Легкая кавалерия/Выпуск №1, 2024

Сергей Баталов

На перекрестке традиций

Если задуматься о том, какого популярного жанра не хватает в современной поэтической критике, то рано или поздно упрешься в ту форму, которая – с легкой руки сперва М. Гаспарова, потом И. Бродского, а в последнее время и вовсе составителей олимпиадных заданий по литературе – сделалась фактом не столько критики, сколько литературоведения.
В форму пристального прочтения.


В самом деле: рецензии – есть. «Портретные статьи», посвященные ключевым фигурам современной поэзии, – есть.
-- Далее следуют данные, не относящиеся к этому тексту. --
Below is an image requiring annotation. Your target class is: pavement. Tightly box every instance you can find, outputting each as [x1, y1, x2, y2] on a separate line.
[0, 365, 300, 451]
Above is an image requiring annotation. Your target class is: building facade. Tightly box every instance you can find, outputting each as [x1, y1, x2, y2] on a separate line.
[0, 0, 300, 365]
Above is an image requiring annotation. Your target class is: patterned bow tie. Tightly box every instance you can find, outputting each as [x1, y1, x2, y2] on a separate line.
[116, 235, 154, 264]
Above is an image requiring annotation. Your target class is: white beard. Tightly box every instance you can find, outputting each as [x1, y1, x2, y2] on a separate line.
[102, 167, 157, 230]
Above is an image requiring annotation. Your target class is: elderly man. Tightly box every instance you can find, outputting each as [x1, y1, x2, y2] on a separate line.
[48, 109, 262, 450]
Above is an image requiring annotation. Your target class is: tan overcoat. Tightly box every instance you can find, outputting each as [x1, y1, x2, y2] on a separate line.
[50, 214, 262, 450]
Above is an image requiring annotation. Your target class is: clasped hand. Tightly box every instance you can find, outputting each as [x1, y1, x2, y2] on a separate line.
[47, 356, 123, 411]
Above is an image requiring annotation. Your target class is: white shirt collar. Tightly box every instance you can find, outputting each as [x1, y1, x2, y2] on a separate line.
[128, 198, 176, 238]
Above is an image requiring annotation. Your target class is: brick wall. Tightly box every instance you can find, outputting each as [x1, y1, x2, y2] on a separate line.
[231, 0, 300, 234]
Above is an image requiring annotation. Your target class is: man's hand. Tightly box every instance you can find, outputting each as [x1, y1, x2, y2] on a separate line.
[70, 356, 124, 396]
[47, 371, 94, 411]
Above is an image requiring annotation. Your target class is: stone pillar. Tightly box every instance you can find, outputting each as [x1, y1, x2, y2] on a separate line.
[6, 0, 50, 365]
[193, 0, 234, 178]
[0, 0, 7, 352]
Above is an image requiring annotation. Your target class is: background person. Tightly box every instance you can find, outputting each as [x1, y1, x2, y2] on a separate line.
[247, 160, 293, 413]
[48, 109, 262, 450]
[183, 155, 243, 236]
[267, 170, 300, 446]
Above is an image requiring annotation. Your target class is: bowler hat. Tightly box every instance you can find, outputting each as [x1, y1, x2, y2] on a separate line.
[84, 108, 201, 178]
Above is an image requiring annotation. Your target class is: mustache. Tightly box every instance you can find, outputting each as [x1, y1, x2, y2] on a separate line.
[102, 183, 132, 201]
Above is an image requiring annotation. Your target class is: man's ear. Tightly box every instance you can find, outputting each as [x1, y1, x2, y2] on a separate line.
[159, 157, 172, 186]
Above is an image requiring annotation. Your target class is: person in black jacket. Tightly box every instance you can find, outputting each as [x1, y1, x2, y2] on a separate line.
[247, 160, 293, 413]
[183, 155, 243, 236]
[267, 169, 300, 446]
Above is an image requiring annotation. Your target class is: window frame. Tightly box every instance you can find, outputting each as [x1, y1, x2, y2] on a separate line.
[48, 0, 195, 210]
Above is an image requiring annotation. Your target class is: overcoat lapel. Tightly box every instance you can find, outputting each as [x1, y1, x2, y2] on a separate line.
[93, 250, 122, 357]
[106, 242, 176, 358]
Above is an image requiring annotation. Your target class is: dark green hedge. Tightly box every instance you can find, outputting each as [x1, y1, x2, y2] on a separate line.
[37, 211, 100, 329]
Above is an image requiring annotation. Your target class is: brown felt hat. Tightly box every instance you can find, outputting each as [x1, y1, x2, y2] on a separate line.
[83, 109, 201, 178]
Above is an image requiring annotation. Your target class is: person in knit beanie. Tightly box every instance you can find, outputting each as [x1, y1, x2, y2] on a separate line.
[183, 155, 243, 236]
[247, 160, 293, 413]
Проблемные эссе, комментарии, предисловия (в качестве образцового примера последних лет укажем на предисловие А. Скворцова и А.  Саломатина к книге стихов И. Ермаковой «Медное зеркало», 2023) – есть, но как не хватает порой разговора о тексте… О Конкретном тексте – возможно, принадлежащем не самому известному / именитому автору, но точно совпадающем с настоящим моментом, его ожиданиями и тревогами.

Попробуем предложить читателю такой разговор – пристальное прочтение стихотворения Д. Верясовой «Чтоб я не вспоминала о тебе…», опубликованного «Дружбой народов» в 2016 году:

Чтоб я не вспоминала о тебе,
скользит река в прохладе и тепле,
возносятся грачи над колокольней.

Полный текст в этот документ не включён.